What was surprising, however, was that the bottled water, which many consumers believe to be more pure, was apparently not undergoing any better filtering than straight tap water, said Olga Naidenko, an EWG senior scientist and a co-author of the study.
“It is a buyer beware situation,” she said.
Consumers would be better served health-wise and economically to purchase a good carbon filter for their own tap, added researcher Nneka Leiba. Instead of buying cases of individual-sized bottled water that average near $4 per gallon, they could get a stainless steel reusable water bottle and fill it with water they know to be filtered from their own home. (For more advice see the EWG’s Guide to Safe Drinking Water.)

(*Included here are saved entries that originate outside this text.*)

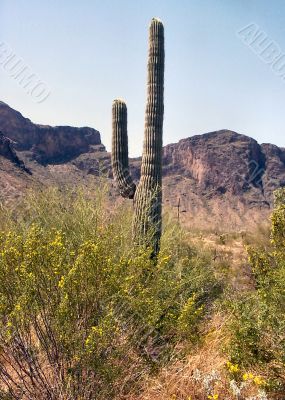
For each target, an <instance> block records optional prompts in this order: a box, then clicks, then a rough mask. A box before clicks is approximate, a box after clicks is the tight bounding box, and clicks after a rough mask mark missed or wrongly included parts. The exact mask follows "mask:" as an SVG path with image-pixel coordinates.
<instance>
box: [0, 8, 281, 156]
mask: <svg viewBox="0 0 285 400" xmlns="http://www.w3.org/2000/svg"><path fill="white" fill-rule="evenodd" d="M153 16H156V17H160V18H161V19H162V20H163V22H164V25H165V37H166V74H165V119H164V144H167V143H171V142H176V141H178V140H179V139H182V138H185V137H188V136H192V135H195V134H201V133H204V132H209V131H214V130H218V129H223V128H227V129H231V130H234V131H237V132H239V133H243V134H246V135H249V136H252V137H254V138H255V139H257V140H258V141H259V142H271V143H275V144H277V145H280V146H284V147H285V138H284V122H285V80H284V79H283V80H282V79H281V77H280V76H278V75H277V74H276V73H274V72H273V71H272V68H271V67H270V65H268V64H266V63H265V62H264V61H262V59H261V58H260V57H258V55H257V54H255V53H254V51H252V50H251V48H250V47H248V46H246V45H245V44H244V43H243V41H242V40H241V39H240V38H239V37H238V35H237V31H239V30H240V29H242V28H243V27H244V26H246V25H248V24H250V23H255V24H256V25H258V26H259V27H260V29H261V30H262V31H264V32H265V34H266V35H267V36H268V38H271V39H272V40H274V41H275V42H276V43H277V44H278V46H279V47H280V49H281V50H282V51H283V52H284V53H285V24H284V19H285V1H284V0H271V1H269V0H143V1H141V0H100V1H99V0H93V1H91V0H76V1H75V0H41V1H39V0H28V1H27V0H0V17H1V20H0V42H5V43H6V44H8V45H9V46H10V47H11V49H12V50H13V52H14V53H15V54H16V55H17V56H18V57H19V58H21V59H22V60H24V62H25V63H26V64H27V65H28V66H29V69H30V70H31V71H32V72H34V73H36V74H37V75H38V76H39V77H40V78H41V79H42V80H43V81H45V82H46V83H47V85H48V86H49V87H50V89H51V94H50V96H49V97H48V98H47V99H46V100H45V101H43V102H42V103H40V104H38V103H36V102H35V101H34V100H33V99H32V98H31V96H29V95H27V94H26V92H25V90H24V89H23V88H22V87H21V86H20V85H19V84H18V82H17V81H15V79H13V78H11V77H10V76H9V74H8V73H7V71H5V70H4V69H3V68H1V66H0V93H1V94H0V100H3V101H5V102H6V103H8V104H9V105H10V106H11V107H13V108H16V109H17V110H19V111H20V112H21V113H22V114H23V115H24V116H26V117H28V118H30V119H31V120H32V121H34V122H37V123H43V124H50V125H74V126H91V127H94V128H96V129H98V130H99V131H100V132H101V135H102V141H103V143H104V144H105V145H106V146H107V149H108V150H109V149H110V143H111V106H112V100H113V99H114V98H116V97H121V98H124V99H125V100H126V102H127V105H128V120H129V130H128V131H129V142H130V145H129V147H130V153H131V155H139V154H140V153H141V148H142V140H143V128H144V110H145V97H146V61H147V38H148V31H147V30H148V24H149V21H150V19H151V18H152V17H153Z"/></svg>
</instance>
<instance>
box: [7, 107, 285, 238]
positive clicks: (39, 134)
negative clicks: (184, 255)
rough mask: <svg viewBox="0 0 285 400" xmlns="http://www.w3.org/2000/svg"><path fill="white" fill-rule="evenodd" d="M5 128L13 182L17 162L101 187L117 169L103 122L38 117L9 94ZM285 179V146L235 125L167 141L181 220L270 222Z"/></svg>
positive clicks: (168, 199) (137, 162)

Not all of the bottled water tested was badly contaminated – though it all cost more than making your own carry-around bottle, Dr. Naidenko said.
Eight of the water brands tested did not have contaminants “high enough to warrant further testing,” according to the EWG.
But two brands, Sam’s Choice sold by Wal-Mart and Acadia, sold by the Giant Food supermarkets in the Mid-Atlantic states, did have chlorine byproducts that exceeded California’s guidelines for safety, but not the federal guidelines, according to the report.
The levels of those chemicals – belonging to the family of disinfection chemicals called trihalomethanes that sneak in as part of the water treatment process – did exceed by two to three times the bottled water industry’s own voluntary standard of 10 parts per billion (ppb).
Walmart told the EWG that it’s own tests did not find unsafe levels of those pollutants. Giant issued a statement saying its water meets required guidelines.
The problem with these trihalomethanes (THMs), which include chloroform, is that some are considered potential human carcinogens if they’re ingested or even, possibly, absorbed through the skin while showering.
“These chlorination products were the most toxic that we tested,” said Dr. Naidenko.
The tested bottled water came from several states: Connecticut, Virginia, Delaware, Maryland, Georgia, North Carolina, Oregon, Washington, California and the District of Columbia.
The THM-contaminated water was purchased in California and traced back to Las Vegas tap water, according to the study. Similarly infected water, sold at Giant stores in the Mid-Atlantic, was traced back to tap water from D.C. suburbs in Maryland.
Bottled water does not have to meet any higher federal standards for purity than ordinary tap water. Companies are required to list the source of their water, but can avoid that disclosure if they choose instead to claim that they’ve used additional purification processes, according to the Washington-based EWG.
Americans paid $12 billion to drink 9 billion gallons of bottled water in 2007, the group reported.
The economics don’t improve when you consider the secondary cost to the environment: Landfills brimming with these non-biodegradable, single-use modern wonders of convenience.
(Update: Pepsico reported this week that sales of bottled water are declining in the United States, according to the New York Times. Unfortunately, the company foresees layouts as a result.)